This initiative’s main goal is to improve the SwiftPM resolution by implementing the Package Registry standard.
About
Why
When resolving dependencies, SwiftPM defaults to doing deep clones to resolve the correct version. Package Registry is a standard that allows the implementation of centralized registries, so that consumers only need to download source archives for versions they need instead of doing deep clones.
We plan to provide all packages in the Swift Package Index in a Tuist implementation of the Package Registry to improve the resolution times.
Goals
The goals of this initiative are:
- Server implementation of the Package Registry. We’re mostly done there.

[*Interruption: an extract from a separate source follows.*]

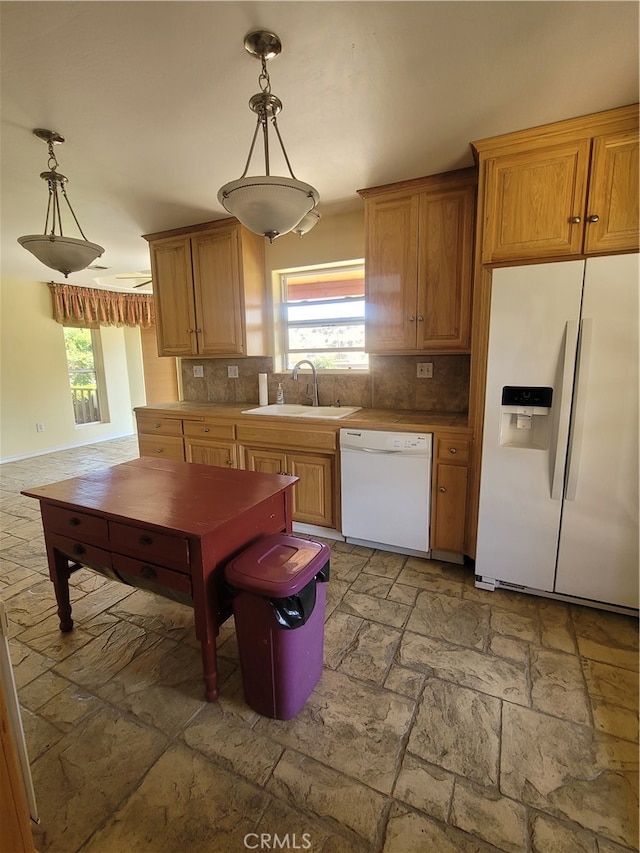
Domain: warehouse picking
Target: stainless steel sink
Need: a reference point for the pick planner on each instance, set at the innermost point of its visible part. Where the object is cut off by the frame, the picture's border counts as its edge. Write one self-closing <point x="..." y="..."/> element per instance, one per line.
<point x="294" y="410"/>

- Implement convenient integration for:
- Tuist projects using XcodeProj-based integration
- Tuist projects using the default SwiftPM integration
- Vanilla SwiftPM projects
- Vanilla Xcode projects with the default SwiftPM integration
- Contribute back to
swift-package-manager
and improve its performance
Hey folks
I wanted to provide an update with some initial performance findings that we gathered from testing our registry with tuist/tuist
and our staging server environment.
We will also soon open the registry to initial testers – either tomorrow or early next week. We’ll provide the details here and in Slack.
Measurements
Here are the numbers I gathered (note the gathered numbers are from 1-2 runs, so take them with a pinch of salt)
Without registry :
Cold run without registry and with cache (Saving cache time 10s, install dependencies 1 min 7 s - 1 min 17s): Add actions cache · tuist/tuist@7dddb0b · GitHub
Warm run without registry and with cache (restore cache 8s, ~388 MB, install dependencies 20 s): Add actions cache · tuist/tuist@7dddb0b · GitHub
With registry:
Cold run with registry and cache (install dependencies 51 s - 55 s): Add actions cache · tuist/tuist@bce21b1 · GitHub
Warm run with registry and cache (restore cache 2s, ~71 MB - install dependencies 23 s): Add actions cache · tuist/tuist@bce21b1 · GitHub
Findings
The time savings for downloading and uploading the CI cache of the .build
directory are significant – around 80 %.
The resolution step itself is faster by around 20 %. We expected slightly better numbers and we believe that we can contribute back to the swift-package-manager
to improve those further.
Primarily, the archives could be downloaded in parallel, whereas now they are downloaded serially. The downloads occur here. When the loop is run in parallel, the download part of the resolution is 80 % faster – down to around 2 seconds from 13. We will try to open a PR with this change. Unfortunately, once and if merged, the change would only ship with the next Swift version.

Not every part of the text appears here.